David Skuse, professor of behavioral and brain sciences at the Institute of Child Health in London, has shown how the X chromosome can influence social skills. In studies of women with only one X chromosome, he found that test subjects who inherited their X chromosome from their fathers had better social skills than those who inherited their X chromosome from their mothers. This disparity offers clues to why boys, who inherit their single X chromosome from their mothers, are more vulnerable to disorders that affect social functioning.

What does your research reveal?
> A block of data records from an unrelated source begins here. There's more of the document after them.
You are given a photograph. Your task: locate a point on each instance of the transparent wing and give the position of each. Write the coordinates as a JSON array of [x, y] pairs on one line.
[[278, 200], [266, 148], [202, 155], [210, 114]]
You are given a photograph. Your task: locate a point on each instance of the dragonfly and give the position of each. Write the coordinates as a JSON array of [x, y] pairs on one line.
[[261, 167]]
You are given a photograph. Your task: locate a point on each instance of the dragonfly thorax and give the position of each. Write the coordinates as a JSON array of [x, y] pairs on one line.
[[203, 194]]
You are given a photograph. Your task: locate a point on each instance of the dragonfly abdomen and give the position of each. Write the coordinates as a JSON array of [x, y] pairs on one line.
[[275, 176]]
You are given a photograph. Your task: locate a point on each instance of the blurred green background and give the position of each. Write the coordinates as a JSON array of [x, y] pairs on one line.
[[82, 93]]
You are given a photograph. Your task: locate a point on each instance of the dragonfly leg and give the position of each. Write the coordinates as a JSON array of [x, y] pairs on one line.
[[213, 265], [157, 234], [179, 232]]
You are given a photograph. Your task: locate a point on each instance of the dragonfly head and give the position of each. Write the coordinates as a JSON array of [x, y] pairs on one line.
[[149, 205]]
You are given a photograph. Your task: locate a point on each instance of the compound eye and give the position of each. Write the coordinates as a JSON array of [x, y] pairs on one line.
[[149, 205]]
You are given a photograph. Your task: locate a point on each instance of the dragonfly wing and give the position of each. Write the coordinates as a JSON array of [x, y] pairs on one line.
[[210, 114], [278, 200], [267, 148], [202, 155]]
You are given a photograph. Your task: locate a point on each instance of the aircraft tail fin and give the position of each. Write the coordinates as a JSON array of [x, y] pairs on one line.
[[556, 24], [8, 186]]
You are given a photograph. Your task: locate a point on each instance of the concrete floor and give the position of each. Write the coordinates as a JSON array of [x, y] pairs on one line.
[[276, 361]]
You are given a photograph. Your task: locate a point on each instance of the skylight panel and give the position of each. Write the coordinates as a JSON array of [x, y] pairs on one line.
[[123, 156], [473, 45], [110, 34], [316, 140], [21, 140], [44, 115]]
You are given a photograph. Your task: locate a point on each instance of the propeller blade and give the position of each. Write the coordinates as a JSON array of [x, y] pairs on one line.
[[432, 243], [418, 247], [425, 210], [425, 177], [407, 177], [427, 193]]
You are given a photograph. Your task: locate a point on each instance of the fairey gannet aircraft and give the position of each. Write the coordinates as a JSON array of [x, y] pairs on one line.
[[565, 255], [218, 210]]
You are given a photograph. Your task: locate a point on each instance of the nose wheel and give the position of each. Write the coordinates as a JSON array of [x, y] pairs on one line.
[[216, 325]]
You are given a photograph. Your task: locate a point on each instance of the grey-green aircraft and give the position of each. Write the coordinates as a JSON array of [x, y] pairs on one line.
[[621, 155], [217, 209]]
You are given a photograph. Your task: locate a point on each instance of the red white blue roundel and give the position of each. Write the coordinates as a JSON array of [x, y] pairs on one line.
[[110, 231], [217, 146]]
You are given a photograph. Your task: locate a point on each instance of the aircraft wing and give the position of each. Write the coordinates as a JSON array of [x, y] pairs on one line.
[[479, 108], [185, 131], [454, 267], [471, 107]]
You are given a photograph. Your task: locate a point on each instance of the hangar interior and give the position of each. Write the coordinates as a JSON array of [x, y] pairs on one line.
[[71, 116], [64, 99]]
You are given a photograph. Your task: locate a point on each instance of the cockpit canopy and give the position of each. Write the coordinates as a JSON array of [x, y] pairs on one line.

S: Imprinted genes are expressed differently depending on whether they are inherited from the father or the mother. By comparing the cognitive social skills of women with a single X chromosome [Turner's syndrome]—which could be either maternal or paternal in origin—with the skills of normal women, who have an X chromosome from both parents, we were able to show that X-linked imprinted genes could influence sexually dimorphic traits. It is important to note a couple of things; first, the gene that is imprinted was not expressed in the parent from whom it was inherited, so girls do not get their social skills from their fathers in any simple sense. Second, we are talking about a mechanism that potentially affects every one of us, but its effects will be subtly different depending on our genetic makeup and our environment of rearing.

Have you looked at whether normal men and women differ in social cognition? S: We did a study of normal males and females on skills such as the ability to tell whether someone is looking directly at you and interpreting facial expressions. We looked at 700 children and over 1,000 adults and discovered little difference between adult men and women. On the other hand, girls entering elementary school tend to do a much better job than boys in interpreting facial expressions. This difference almost completely disappears after puberty.

What are the implications of your work? S:

What I can say is that disorders of social cognitive skills seem to affect a surprisingly large number of people. The disability can lead, especially among boys, to disruptive behavior in childhood if it is not recognized and treated sufficiently early. Others have found that boys are more vulnerable than girls to the long-term impact of maltreatment in childhood, and the risk of such boys becoming antisocial in later life seems to be related to a gene on the X chromosome, although not one that is imprinted.